Depending on the actual situation of the video, you can also use the blank interval between 2 subtitles. First, try to accelerate the audio within the blank interval time specified by the subtitles without accelerating the audio. If it can be played normally, there is no need to accelerate, which will be better. Of course, the disadvantage is that the video screen has finished speaking, but the actual audio is still playing.

Synthesis and Output

After completing the above steps, embed the translated subtitles and dubbing into the original video. This can be easily achieved using tools such as ffmpeg.
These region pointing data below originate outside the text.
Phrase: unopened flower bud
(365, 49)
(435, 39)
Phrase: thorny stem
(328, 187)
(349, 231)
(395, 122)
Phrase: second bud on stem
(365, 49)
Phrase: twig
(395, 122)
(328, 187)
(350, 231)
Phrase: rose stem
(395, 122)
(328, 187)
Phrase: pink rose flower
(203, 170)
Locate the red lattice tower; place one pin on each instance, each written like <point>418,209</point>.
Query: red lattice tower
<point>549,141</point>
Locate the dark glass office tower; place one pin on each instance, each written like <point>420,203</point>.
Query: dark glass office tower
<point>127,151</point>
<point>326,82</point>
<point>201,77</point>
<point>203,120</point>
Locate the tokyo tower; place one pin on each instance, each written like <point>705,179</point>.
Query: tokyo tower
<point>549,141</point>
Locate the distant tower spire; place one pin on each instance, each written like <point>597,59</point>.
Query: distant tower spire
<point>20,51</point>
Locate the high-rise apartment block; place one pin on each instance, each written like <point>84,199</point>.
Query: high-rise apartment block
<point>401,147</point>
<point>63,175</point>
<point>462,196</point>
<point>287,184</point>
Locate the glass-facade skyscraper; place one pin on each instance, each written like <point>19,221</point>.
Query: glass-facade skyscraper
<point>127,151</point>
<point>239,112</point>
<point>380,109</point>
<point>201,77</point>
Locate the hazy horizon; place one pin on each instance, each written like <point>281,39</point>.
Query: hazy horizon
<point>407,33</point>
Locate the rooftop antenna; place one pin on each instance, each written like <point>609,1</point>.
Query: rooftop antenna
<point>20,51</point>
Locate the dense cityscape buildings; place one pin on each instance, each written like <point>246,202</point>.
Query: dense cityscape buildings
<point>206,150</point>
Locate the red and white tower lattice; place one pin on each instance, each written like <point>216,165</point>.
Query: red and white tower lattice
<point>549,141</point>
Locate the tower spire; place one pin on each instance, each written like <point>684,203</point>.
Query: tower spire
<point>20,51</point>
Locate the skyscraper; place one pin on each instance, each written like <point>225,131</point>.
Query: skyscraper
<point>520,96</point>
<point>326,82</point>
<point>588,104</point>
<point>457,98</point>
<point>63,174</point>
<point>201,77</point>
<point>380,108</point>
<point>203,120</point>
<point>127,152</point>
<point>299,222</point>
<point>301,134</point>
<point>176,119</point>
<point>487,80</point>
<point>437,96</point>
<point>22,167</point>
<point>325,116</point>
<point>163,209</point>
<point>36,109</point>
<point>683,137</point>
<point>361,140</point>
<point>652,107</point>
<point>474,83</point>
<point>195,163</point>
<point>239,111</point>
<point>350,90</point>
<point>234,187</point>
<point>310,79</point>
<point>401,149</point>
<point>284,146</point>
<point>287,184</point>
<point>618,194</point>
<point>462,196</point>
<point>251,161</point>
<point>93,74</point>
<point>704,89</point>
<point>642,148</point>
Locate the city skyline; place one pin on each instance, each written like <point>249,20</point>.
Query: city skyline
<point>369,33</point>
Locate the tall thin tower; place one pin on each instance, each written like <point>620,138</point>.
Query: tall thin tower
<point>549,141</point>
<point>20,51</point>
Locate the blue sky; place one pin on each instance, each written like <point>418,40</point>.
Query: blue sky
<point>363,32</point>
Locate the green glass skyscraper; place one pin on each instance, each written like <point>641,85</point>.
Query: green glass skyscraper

The final generated video file completes the translation process.

ffmpeg -y -i 原视频.mp4 -i 配音音频.m4a -c:v libx264 -c:a aac -vf subtitles=字幕.srt out.mp4

Difficult to Solve Problems: Multiple Speaker Recognition

Speaker role recognition, that is, synthesizing different dubbing according to different character roles in the video, involves speaker recognition and requires pre-specifying several speaker roles. It is barely suitable for ordinary one- or two-person dialogues, but for most videos, it is difficult to determine several speaker roles in advance, and the final synthesized effect is also very poor, so this part has not been considered for the time being.

Summary

The above is just a simple process principle. In fact, to achieve good translation results, there are many points to pay attention to, such as the pre-processing of the original video input format (mov/mp4/avi/mkv), splitting the video into audio and silent video, separating human voice from background noise in the audio, processing the results of batch translation to speed up subtitle translation, re-splitting when blank lines appear in subtitles, generating and embedding dual subtitles, and so on.

Through this series of steps, the video translation task can be successfully completed, seamlessly converting video content into the target language. Although there may be some technical challenges in the process, with the continuous progress and optimization of technology, the quality and efficiency of video translation are expected to be further improved in the future.